Even though it’s better to leave a job when you already have a job, waiting for that next job may not be the right timing or strategy for you. Here is a checklist of ten questions to see if you are better off quitting your job even without another job lined up:
1. Do you have autonomy over your schedule?
If it is hard to take time off during the workday for interviews, it may not be realistic to find a job while you keep yours. You can start your job search on off hours and weekends (e.g., updating your resume, researching companies), but eventually you will need the autonomy over your schedule to come in late, leave early, take a long lunch and switch your calendar around at the last moment sometimes.
2. Can you keep your job search confidential?
If your field of expertise is small and a job search would be tough to keep confidential, then you might have a tough time juggling a search with your current job. If your boss is the suspicious type who monitors your schedule, you may find it hard to break away for networking meetings or even short interviews. To manage a job search, you need to be able to maintain confidentiality over your activities.
3. Can you keep your job from affecting your attitude outside of your job?
Go back to your search refreshed. Ideally, you don’t have to quit, but can use your ongoing time away from work (mornings, evenings, weekends) to bounce back.
4. Do you have someone at work who can help?
In the ideal world, your boss is supportive and helpful to your career. But if you’re so frustrated you want to quit without a job, my guess is that you don’t have that nice a boss. Still, if you have a colleague you can confide in, a friend in HR who can help you better manage up, or a mentor who can help you move laterally, you may be able to improve things despite your boss. If you have absolutely no support within your company, then you probably can’t improve your situation all alone and your best bet is to move on.
5. Can you convince your boss or HR to help you make a change?
Confronting a difficult boss or escalating to HR is a risky move, and if you don’t get help, your work environment may get uncomfortable. But you are going to leave anyway, right? Why not get some negotiation and difficult conversation practice in before you go? If you’re serious about leaving, you should do all you can to improve your situation. Otherwise, you risk leaving prematurely, when more could have been done.
6. Is there another role within the company you can play?
If you’re doing well at your job, a quick move could be a lateral one to another department or subsidiary within the company. So you work in a small company, there might not be anywhere to go. If you work in a big company that doesn’t encourage groups to share employees, then there might not be the ability to go. However, a lateral move is definitely something to look into before quitting altogether.
7. Can you get a leave of absence, flexible schedule or severance instead of just quitting?
If you are going to leave anyway, ask for what you need. You can quit if they say No, but if they say Yes, you get time off paid.
8. Have you run the numbers on how you will cover your expenses for at least three months?
Not everyone is motivated or constrained by money, but most people in the workforce do have financial obligations to consider. If you haven’t done the math around how you’re going to support yourself without this job, it is probably too early for you to quit. It can take several months to find another job (or start a business or apply to graduate school) so three months is the minimum time frame to look at. Calculating your expenses and comparing these to your savings and other sources of income is something you can do on your off hours or weekend time.

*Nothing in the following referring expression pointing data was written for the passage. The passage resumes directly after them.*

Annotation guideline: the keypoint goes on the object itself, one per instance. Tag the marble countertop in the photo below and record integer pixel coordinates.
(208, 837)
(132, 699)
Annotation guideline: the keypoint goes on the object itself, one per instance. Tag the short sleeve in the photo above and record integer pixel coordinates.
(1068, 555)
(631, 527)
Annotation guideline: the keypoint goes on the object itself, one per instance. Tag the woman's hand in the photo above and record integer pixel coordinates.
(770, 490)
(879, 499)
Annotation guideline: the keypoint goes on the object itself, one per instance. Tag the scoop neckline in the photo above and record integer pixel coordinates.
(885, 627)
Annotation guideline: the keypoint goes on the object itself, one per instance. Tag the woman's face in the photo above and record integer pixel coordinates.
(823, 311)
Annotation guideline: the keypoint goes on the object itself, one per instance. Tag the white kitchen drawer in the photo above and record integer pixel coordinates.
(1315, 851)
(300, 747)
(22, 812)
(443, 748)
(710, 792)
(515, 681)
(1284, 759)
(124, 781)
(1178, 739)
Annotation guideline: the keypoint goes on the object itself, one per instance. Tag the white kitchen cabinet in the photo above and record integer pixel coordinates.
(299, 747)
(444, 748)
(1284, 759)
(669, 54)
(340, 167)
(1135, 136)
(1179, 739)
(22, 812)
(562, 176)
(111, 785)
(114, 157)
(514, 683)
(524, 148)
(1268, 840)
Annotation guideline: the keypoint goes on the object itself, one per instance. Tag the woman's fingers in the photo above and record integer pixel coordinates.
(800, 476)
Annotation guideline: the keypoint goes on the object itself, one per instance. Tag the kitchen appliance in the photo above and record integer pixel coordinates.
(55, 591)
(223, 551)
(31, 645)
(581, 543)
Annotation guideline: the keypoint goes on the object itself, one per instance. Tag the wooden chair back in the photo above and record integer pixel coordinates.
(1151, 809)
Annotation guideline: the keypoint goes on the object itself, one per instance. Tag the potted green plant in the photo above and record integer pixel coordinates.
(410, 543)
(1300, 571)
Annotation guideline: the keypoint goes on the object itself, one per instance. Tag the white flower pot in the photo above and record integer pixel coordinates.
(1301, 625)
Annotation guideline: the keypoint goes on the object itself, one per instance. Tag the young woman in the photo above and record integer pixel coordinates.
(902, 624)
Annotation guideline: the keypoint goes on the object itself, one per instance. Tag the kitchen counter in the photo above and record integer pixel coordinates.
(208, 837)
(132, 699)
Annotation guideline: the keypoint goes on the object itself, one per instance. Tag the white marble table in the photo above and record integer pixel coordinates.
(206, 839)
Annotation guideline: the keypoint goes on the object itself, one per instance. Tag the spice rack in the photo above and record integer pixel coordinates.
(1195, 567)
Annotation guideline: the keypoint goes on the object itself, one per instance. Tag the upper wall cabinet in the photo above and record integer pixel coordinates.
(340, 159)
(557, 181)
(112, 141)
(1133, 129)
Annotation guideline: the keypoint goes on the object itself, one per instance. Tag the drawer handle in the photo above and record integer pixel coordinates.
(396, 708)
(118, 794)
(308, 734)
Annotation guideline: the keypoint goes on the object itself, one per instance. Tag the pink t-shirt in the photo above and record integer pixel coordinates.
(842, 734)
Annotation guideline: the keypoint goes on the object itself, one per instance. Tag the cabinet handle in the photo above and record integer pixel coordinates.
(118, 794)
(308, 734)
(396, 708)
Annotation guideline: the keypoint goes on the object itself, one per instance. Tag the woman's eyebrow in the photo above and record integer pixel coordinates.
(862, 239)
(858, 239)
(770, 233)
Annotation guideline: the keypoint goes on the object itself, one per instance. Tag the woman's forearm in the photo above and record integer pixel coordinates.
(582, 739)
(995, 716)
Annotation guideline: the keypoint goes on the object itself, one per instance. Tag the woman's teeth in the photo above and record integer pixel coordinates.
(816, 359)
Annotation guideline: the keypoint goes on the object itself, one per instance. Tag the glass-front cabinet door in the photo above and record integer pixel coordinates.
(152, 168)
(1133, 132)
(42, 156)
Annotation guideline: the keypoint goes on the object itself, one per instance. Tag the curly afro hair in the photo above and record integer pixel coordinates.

9. Have you planned out three months’ worth of activities after you quit?
I get that it’s hard to think clearly when you spend 40-plus hours of your best energy on the job you no longer want to do. However, It’s worth it to stay where you are at least long enough to sketch out some next steps. Like the money plans, you can outline action plans in your off time. If you quit without a job and without a plan, you can easily fritter away your time off and still find yourself unhappy and confused, only this time with financial urgency because the paychecks have stopped coming in.
10. Have you tried to make improvements in areas outside of your job first?
The best foundation for your job search is to have your life in order – health, stress management, relationships, money. So the first step to changing your job is changing your life. If you really are at the end of your rope with your job, you will find the motivation to make even a small improvement elsewhere. This will strengthen your job search foundation, while also proving to yourself that you are serious about making a change.
If you answer No to most or all of the last three questions, then quitting your job without another job lined up is premature, and you probably can still squeeze out more benefits from staying put. Quitting your job is disruptive and creates financial pressure where there was none before. Some people thrive on chaos and urgency, but for many it creates panic and paralysis. There are enough ups and downs in a regular job search that you don’t want to add undue pressure on yourself.